1926 - The General Strike: In response to mine owners' attempts to cut wages, the Trades Union Congress (TUC) organises a General Strike under the slogan of “Not a penny off the pay, not a minute on the day”. However, the TUC quickly realise the danger it has unleashed with this display of working class power, and works with the government and Labour Party to undermine the strike. The ruling class united in terror at the power of workers organisation, with Prime Minister Stanley Baldwin stating “the general strike is a challenge to the parliament and is the road to anarchy”. Hundreds of thousands of workers took part in the strike, and there were pitched battles against government forces, scabs and fascist militias. After 9 days, the TUC attempted to call off the strike with no agreement. Yet the tenth day saw more people on strike than before. However,  the perceived TUC betrayal killed the strike momentum and
left working class organisation in disarray for years to come.

1931 - The Invergordon Mutiny: A thousand sailors in the British Atlantic Fleet are in open mutiny for two days over pay cuts of up to 25%, in one of the few industrial actions in British military history.

1943 - Glasgow Rolls Royce strike: Women at the Rolls Royce factory in Glasgow went on strike for equal pay, which was being denied in the name of wartime patriotism.

1972 & 1974 - Miners strikes: Two massive victories for miners as their actions nearly paralyse the country and garner huge wage increases – in 1974 directly bringing down Ted Heath's Tory government.

1976-78 - Grunwick dispute: The largely Asian and female workforce at the Grunwick photo processing plant go on prolonged strike demanding improved conditions and union recognition.

1978-79 - The Winter of Discontent: In response to government wage restraint, inflation and IMF austerity measures, a massive wave of industrial unrest spreads across Britain.

1984-85 - The Miners’ Strike: In a turning point of British labour relations, the Thatcher government announces a massive programme of pit closures. The miners having long been amongst the most militant section of the British workers movement, the government was obsessed with smashing their power.

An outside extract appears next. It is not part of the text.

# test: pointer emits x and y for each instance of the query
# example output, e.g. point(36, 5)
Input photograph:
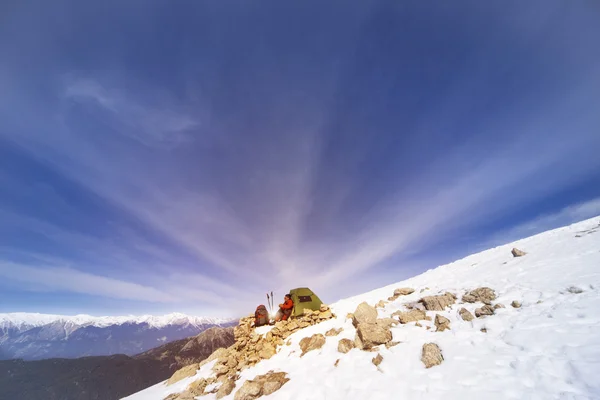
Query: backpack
point(261, 316)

Workers from the pits affected sent out flying pickets to nearby pits, and quickly spread the dispute to a national level. The dispute lasted a year, before the miners were eventually starved back to work. This set the tone for over 25 years of working class defeat in Britain.

1986-87 - Wapping: Rupert Murdoch's News International launch a massive assault on conditions of 6,000 print workers. Supported by the scab EETPU union, a new plant is secretly equiped and put into operation in Wapping. A sometimes violent ongoing protest is launched in opposition to the move.

1995-98 - Liverpool Dockers dispute: Liverpool dockers are fired after refusing to cross a picket line set up by workers employed by a different company. They then fought a high profile campaign for reinstatement for over 3 years, with support from around the world.

2002 - Firefighters strike: Over 30,000 firefighters vote overwhelmingly for prolonged strike action demanding a wage increase of nearly 40% to make up for years of inadequate pay settlements. Scab cover was provided by the armed forces. After several days of action, despite high levels of support and morale, union leadership accept a three year deal which provided wage increases barely above inflation.

2011 - June 30th co-ordinated strikes: Up to a million teachers, civil servants and other workers take part in co-ordinated one-day strike action. Small fry compared to some of the big disputes of the past, but are we seeing a return of strike action to combat rising inequality?